Dans ce cadre, Ridha Chkoundali, a affirmé, au micro d’Ecomag, ce lundi 29 janvier 2024, qu’il y a une crainte que les crédits qui seront accordés par la BCT à l’Etat, si l’amendement du statut de la BCT sera validé à l’ARP, ne seront pas destinés à des projets productifs.

Oui, mais…

En revanche, il a indiqué que si les prêts généreront une croissance économique, en étant orientés vers des secteurs productifs ou qu’ils incitent les investissements privés pour réaliser cette croissance, alors « il n’y a pas de soucis ». Il a expliqué que dans ce cas, les crédits accordés par la BCT à l’Etat « contribueront à lutter contre l’inflation ».

Ridha Chkoundali a estimé que cet amendement peut apporter une valeur ajoutée à la Tunisie, si les crédits accordés par la BCT à l’Etat ne seront pas destinés à financer les dépenses de consommation de l’État : « ces crédits doivent être exclusivement orientés vers les dépenses productives de l’Etat, à savoir les dépenses de développement ».

Dans ce cadre, il a précisé que l’État ne représente plus un élément moteur de la croissance économique et d’appui aux investissements privés : « la part des dépenses de développement dans le budget de l’Etat est passée de 13,8% en 2010 à 3,8% en 2024. L’Etat n’arrive plus à jouer son rôle en termes de croissance ».

Ridha Chkoundali a également affirmé que les montants des crédits doivent être prédéfinis, en concertations entre le gouvernement et la BCT dans le cadre d’un policy mix (une dualité de la politique économique entre le gouvernement et la banque centrale).

Cette dualité économique remplacera la politique monétaire, dont est chargé la BCT et la politique fiscale, dont est chargé l’Etat par une seule politique fixée par les deux entités.

Pour Chkoundali, il est nécessaire de procéder à deux changements législatifs pour faire réussir ce modèle : le premier au niveau du statut de la BCT et le second au niveau des lois de finances.

Pour ce qui est du statut de la BCT, Chkoundali a affirmé qu’il faut lui ajouter un second objectif à part lutter contre l’inflation, qui est le développement économique.

« La BCT doit devenir une partie prenante de la politique économique du pays et donner son avis.
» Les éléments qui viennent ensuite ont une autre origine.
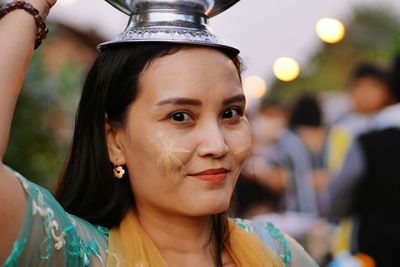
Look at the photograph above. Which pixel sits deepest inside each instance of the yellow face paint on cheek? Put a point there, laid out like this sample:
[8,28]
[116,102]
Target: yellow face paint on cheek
[167,152]
[243,139]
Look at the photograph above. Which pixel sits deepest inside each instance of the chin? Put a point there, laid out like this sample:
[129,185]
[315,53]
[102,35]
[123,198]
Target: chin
[211,206]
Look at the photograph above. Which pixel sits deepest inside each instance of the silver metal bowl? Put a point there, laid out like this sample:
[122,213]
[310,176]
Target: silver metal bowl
[176,21]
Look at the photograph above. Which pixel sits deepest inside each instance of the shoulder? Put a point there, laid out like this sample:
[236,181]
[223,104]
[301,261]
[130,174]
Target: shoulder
[291,253]
[51,235]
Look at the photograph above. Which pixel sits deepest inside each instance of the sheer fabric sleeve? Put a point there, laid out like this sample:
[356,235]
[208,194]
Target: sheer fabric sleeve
[291,253]
[52,237]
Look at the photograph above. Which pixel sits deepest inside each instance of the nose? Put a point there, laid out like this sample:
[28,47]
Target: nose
[212,141]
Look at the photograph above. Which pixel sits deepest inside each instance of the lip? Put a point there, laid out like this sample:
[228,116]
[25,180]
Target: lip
[211,175]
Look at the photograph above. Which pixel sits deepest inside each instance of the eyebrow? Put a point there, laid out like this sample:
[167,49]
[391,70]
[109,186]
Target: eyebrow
[234,99]
[180,101]
[195,102]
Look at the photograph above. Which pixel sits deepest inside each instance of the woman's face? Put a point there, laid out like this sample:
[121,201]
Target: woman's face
[186,136]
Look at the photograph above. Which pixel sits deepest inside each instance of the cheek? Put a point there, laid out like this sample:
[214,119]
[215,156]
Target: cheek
[240,142]
[169,156]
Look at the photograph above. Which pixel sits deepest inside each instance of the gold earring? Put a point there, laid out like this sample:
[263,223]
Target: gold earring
[118,172]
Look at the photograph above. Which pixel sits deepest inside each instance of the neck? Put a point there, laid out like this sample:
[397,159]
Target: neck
[181,240]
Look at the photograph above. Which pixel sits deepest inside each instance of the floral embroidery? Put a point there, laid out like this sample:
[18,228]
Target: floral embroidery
[86,250]
[284,253]
[276,233]
[56,236]
[244,225]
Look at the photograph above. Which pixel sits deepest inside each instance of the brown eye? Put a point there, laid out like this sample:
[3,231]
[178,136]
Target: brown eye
[231,113]
[180,116]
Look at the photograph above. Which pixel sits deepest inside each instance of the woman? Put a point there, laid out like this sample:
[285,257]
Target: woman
[157,150]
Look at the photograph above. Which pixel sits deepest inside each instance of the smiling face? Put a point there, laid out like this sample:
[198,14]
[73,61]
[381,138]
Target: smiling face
[185,137]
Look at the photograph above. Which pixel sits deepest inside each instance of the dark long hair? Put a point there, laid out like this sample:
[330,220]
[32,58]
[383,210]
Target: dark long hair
[87,187]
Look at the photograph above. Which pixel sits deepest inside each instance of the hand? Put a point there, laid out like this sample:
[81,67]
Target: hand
[43,6]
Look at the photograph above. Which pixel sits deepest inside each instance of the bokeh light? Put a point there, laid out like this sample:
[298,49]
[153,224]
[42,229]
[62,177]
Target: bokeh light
[286,69]
[254,87]
[330,30]
[67,2]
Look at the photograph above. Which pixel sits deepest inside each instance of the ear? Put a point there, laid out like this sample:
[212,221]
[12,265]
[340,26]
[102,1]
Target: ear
[113,138]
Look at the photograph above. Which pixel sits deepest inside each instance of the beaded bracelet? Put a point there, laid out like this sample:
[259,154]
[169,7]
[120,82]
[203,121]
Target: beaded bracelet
[41,25]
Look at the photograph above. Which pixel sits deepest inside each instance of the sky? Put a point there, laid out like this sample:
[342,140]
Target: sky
[263,30]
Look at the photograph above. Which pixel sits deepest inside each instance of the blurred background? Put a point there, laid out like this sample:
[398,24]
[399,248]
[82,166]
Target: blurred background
[319,76]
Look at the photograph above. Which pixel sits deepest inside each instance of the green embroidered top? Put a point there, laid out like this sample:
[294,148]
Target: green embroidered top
[52,237]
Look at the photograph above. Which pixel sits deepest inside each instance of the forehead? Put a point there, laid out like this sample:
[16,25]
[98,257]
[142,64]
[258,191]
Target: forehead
[191,72]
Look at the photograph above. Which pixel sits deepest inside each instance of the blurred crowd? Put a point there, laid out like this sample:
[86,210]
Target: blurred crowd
[332,183]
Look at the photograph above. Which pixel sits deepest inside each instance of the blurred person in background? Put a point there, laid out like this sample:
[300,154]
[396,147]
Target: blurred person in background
[281,164]
[155,155]
[369,93]
[367,187]
[263,179]
[306,121]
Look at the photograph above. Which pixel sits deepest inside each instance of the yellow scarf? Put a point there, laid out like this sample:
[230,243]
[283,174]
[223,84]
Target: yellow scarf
[130,246]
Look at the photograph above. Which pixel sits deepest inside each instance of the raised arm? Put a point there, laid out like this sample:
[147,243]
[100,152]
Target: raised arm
[17,38]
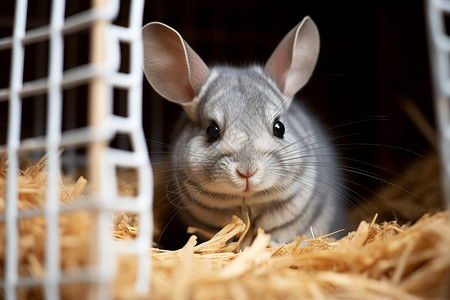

De l’autre côté, l’Etat doit aussi intervenir dans les grandes lignes de la politique monétaire du pays », a-t-il dit.

Concernant la LF, il a indiqué qu’il faut instaurer le principe de non spécialité, afin « d’obliger l’Etat à orienter les crédits de la BCT exclusivement aux dépenses de développement ».

Il a fait savoir que « si on arrive à mettre en place ces changement, la question de l’indépendance de la banque centrale n’aura plus lieu d’être ». Le plus important pour Chkoubndali, ce n’est pas l’indépendance de la BCT, mais plutôt « son efficacité ».

Bonjour l’inflation !

Par ailleurs, Ennaifer est revenu sur l’amendement du statut de la BCT. Il a expliqué qu’il ne s’agit pas d’un « vrai amendement », mais d’une « opération de financement exceptionnelle de 7 milliards de dinars, remboursés sur 10 ans ». Il a expliqué que l’Etat continuera donc à emprunter des banques comme c’est le cas aujourd’hui.

Il a également mis l’accent sur l’impact de cette mesure, notamment sur l’augmentation de l’inflation. Dans ce cadre, il a expliqué que la monnaie scripturale a chuté de 280 MD lors des 11 premiers mois de 2023 : « le financement de l’économie a donc chuté (destruction de crédit) puisque c’est le secteur des services qui s’accapare la part de lions des crédits ». En revanche, la monnaie fiduciaire a haussé de 722 MD.

Dans ce cadre, Ennaifer a expliqué qu’avec l’amendement du statut de la BCT, la monnaie scripturale augmentera, engendrant de la monnaie fiduciaire : « ceci n’aidera pas à diminuer l’inflation et sera un danger sur le dinar ».

Il a précisé que la BCT aura également du mal à diminuer les taux d’intérêt. Par conséquence, « nous continuerons dans le même cycle de financement, avec plus des difficultés d’accès au financement pour les entreprises et pour les personnes physiques ».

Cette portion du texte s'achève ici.